September 08, 2008

joy in being grateful for communication technology

Flight BA0062 from Entebbe to Heathrow is in the air. Actually it left on time, but the BA website fooled me for more than half an hour giving the appearance that it was late departing. That gave me a few worried moments. But I am so glad to be able to know that it is safely launched. And an hour before it left I said goodbye to my dear girls on their last minutes of airtime on the African networked cell phone and my last minutes of Skype. I can't imagine how the trip would have been if we hadn't had that contact. I got the chance to "see" my brave girls to the departure gate. After all, they had travelled on their own for half an hour in a taxi from Kampala, leaving our friends' home at 6 a.m. their time. How could I have been sure they really got there safely without talking to them? I know Uganda so well. Anything can happen. Yet the whole trip has gone so smoothly, and I am so grateful to have had so much contact by cell phone and often by e mail. So different than when we lived there. My mother got a weekly fax from us, sent from the local post office. Mind you I was not nineteen or seventeen and she was not a fairly new Mum. So here's this doting Mum, so proud of my girls, getting to participate in their lives, show my love in a tangible way, and pray them through the next stage.

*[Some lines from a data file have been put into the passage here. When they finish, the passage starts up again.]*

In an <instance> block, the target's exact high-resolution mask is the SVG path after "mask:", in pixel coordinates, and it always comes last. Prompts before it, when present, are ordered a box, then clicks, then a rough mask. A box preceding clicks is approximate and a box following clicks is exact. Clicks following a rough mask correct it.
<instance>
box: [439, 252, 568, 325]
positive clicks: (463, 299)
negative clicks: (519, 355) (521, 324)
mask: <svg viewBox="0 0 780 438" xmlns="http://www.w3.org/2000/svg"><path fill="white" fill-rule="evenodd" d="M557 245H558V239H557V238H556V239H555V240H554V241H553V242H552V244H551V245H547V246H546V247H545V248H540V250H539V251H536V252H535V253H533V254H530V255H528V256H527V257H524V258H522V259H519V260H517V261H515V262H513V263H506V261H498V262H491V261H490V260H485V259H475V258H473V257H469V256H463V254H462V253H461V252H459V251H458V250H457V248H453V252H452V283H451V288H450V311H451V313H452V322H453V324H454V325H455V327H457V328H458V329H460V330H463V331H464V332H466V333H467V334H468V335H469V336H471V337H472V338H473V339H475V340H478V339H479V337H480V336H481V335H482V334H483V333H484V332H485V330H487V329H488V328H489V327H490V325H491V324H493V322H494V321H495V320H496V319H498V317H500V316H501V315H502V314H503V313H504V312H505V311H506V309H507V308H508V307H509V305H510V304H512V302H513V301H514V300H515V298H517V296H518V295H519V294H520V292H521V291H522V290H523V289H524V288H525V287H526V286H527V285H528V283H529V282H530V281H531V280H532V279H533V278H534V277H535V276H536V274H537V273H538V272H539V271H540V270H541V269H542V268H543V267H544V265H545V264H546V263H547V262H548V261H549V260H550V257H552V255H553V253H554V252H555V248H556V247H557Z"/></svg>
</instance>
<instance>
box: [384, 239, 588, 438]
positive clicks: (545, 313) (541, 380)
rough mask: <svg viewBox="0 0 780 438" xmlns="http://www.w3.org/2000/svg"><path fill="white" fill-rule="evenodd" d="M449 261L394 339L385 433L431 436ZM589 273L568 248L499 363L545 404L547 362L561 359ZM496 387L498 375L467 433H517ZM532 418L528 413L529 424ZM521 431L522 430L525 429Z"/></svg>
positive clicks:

But I guess the big communication deal is really in the "air" in a different way. It's all about God's "technology", His airtime, and His power. Cellphones and internet have got nothing on Him. Never did. Thank God for that. But thank God for them anyway.

1 comment:

Belinda said...

I was thinking of your girls today too, Meg! You are three brave girls! :)

Yes, things have changed so much in terms of communication technology and how much we take the ease of communication for granted. I remember in 1969 as a young bride, coming here at 19, and we couldn't afford a phone for our first year. We relied on letters, and once I remember gathering up a huge pile of change and going to a call box to call home. I was so homesick and wretchedly miserable that first year! Home seemed so far away.